# Transferring money to Direct Shares account?



## ne0h (29 September 2006)

Probably a stupid question,but how do i transfer money from my stgeorge bank account to direct shares.None of my bank accounts are linked to directshares.Is there a way to transfer money by bpay?


----------



## Julia (29 September 2006)

ne0h said:
			
		

> Probably a stupid question,but how do i transfer money from my stgeorge bank account to direct shares.None of my bank accounts are linked to directshares.Is there a way to transfer money by bpay?

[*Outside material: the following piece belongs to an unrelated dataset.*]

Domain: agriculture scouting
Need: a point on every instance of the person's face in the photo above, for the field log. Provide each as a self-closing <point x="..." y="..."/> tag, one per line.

Have you asked the bank???

Julia


----------



## ne0h (29 September 2006)

Not yet.will give them a call.


----------



## scranch (29 September 2006)

When I opened my a/c with directshares I was asked to nominate a bank account for trading which was easy as direct shares was stgeorge at that time.I just gave details of our everyday freedom cheque a/c.Whenever I buy a direct debit automatically takes the money out,if I sell money goes back in.Just have to make sure enough is in the a/c to settle.
When I first started they would deposit on same day as sale,but now seems to take3+t.
Try ringing directshare help,or emailing them,for best course of action.
If you want to sell you need to get access to your funds as easily as possible.
Brian


----------



## 2020hindsight (29 September 2006)

ne0h said:
			
		

> Not yet.will give them a call.



neo, would appreciate your advice when you get it sorted - gee but we were spoilt with directshares - compared to the new sytem.   Who says that chaos theory isnt alive and well.     Maybe we should sign a petition "I for one will withdraw my $876.30!!!"


----------



## ne0h (30 September 2006)

I rang st george yesterday and they told me that i cant have my bank account directly linked to my direct shares account anymore.They said i have to set up a payee account and that i should contact direct shares to do so.But even then how do i transfer money from direct shares back to my bank account.I will ring direct shares on tuesday though i have a funny feeling that they will just tell me to ring st george.This new system is a joke


----------



## scranch (30 September 2006)

As far as I know my StGeorge account is still linked with my directshares account,although it shows the available funds as about$1000 more than I have in the everyday account which is the linked a/c.
When everything transferred across the StGeorge a/c just seemed to transfer across.I bought some ARQ shares last week and the money came out of St George as normal.
If they stop the linking of the accounts I will be going somewhere else as it was the convenience of the money going in and out of my a/c that has kept me with them.
I think Comsec will let you have a linked CBA a/c,and they may be cheaper.
I already have another a/c with another broker,I may have to transfer some money into the a/c that they hold.
Have your bank accounts been linked with Directshares all along,or are you just trying to link them up now?
I have been with directshares since the old days when they were StGeorge,before HSBC came on the scene a while ago.
Brian


----------